OK, sermon over. Maps! I think using maps to look at language data is a great methodology! Why?
- You get an end product that’s tangible and easy to read and use. People know what maps are and how to use them. Presenting linguistic data as a map rather than, say, a terabyte of detailed surveys or a thousand hours of recordings is a great way to make that same data accessible. Accessible data gets used. And isn’t that kind of the whole point?
- Maps are so. accurate. right now. This means that maps of data aren’t just rough approximations, they’re the best, most accurate way to display this information. Seriously, the stuff you can do with GIS is just mind blowing. (Check out this dialect map of the US. If you click on the region you’re most interested, you get additional data like field recordings, along with the precise place they were made. Super useful.)
- Maps are fun. Oh, come on, who doesn’t like looking at maps? Particularly if you’re looking at a region you’re familiar with. See, here’s my high school, and the hay field we rented three years ago. Oh, and there’s my friend’s house! I didn’t realize they were so close to the highway. Add a second layer of information and BOOM, instant learning.
Two of the studies I came across were actually based on Twitter data. Twitter’s an amazing resource for studying linguistics because you have this enormous data set you can just use without having to get consent forms from every single person. So nice. Plus, because all tweets are archived, in the Library of Congress if nowhere else, other researchers can go back and verify things really easily.
This study looks at how novel slang expressions spread across the US. It hasn’t actually been published yet, so I don’t have the map itself, but they do talk about some interesting tidbits. For example: the places most likely to spawn new successful slang are urban centers with a high African American population.
The second Twitter study is based in London and looked at the different languages Londoners tweet in and did have a map:
Interesting, huh? You can really get a good idea of the linguistic landscape of London. Although there were some potential methodological problems with this study, I still think it’s a great way to present this data.

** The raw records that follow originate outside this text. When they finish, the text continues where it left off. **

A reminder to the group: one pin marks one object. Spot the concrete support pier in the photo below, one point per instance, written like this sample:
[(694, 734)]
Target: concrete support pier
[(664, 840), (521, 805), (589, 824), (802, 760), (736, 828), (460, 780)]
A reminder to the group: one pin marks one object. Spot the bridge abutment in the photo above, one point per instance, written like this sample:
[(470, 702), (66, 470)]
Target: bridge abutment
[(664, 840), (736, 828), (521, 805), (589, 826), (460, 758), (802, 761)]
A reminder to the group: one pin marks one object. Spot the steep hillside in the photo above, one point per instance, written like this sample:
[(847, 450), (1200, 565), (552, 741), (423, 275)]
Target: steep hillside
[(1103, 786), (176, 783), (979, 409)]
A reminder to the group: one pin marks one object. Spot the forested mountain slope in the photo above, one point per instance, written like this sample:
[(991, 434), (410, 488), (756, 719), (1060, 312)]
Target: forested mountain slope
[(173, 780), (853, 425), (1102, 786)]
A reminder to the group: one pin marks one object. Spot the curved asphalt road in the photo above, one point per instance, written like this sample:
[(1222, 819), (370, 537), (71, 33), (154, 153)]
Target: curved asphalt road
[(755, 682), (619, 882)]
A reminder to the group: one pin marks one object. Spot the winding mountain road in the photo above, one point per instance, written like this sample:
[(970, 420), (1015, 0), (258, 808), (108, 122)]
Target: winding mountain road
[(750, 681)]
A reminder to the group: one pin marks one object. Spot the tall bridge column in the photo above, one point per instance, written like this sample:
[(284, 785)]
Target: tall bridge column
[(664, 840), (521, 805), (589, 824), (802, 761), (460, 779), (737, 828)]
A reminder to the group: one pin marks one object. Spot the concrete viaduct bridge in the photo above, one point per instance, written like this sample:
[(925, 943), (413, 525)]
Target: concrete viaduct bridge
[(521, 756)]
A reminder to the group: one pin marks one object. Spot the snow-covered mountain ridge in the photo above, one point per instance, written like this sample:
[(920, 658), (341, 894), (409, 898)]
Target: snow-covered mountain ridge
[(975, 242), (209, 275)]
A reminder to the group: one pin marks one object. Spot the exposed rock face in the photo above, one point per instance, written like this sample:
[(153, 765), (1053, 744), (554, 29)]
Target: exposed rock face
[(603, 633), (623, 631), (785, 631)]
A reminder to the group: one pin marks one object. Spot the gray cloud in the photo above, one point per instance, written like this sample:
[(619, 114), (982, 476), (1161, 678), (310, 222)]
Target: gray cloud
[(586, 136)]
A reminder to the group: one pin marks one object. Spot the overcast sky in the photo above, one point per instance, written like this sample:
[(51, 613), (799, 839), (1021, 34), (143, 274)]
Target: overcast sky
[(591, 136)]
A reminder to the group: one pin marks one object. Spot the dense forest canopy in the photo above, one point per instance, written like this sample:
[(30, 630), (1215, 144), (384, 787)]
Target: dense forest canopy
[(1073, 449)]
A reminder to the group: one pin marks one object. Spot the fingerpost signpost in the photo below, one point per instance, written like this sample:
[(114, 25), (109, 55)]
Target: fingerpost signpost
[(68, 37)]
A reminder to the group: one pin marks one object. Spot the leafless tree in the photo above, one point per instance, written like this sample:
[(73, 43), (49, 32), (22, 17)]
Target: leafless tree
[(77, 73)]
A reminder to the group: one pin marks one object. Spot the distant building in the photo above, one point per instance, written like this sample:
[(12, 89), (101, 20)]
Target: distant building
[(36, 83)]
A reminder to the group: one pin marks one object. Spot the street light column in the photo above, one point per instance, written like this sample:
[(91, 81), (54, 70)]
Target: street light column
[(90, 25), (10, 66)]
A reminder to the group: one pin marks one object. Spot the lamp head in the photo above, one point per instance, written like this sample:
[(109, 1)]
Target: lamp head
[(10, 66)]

The third study I came across is one that’s actually here at the University of Washington. This one is interesting because it kind of goes the other way. Basically, the researchers has respondents indicate areas on a map of Washington where they thought language communities existed and then had them describe them. So what you end up with is sort of a representation of the social ideas of what language is like in various parts of Washington state. Like so:
There are lots more interesting maps on the study site, each of which shows some different perception of language use in Washington State. (My favorite is the one that suggests that people think other people who live right next to the Canadian border sound Canadian.)
So these are just a couple of the ways in which people are using maps to look at language data. I hope it’s a trend that continues.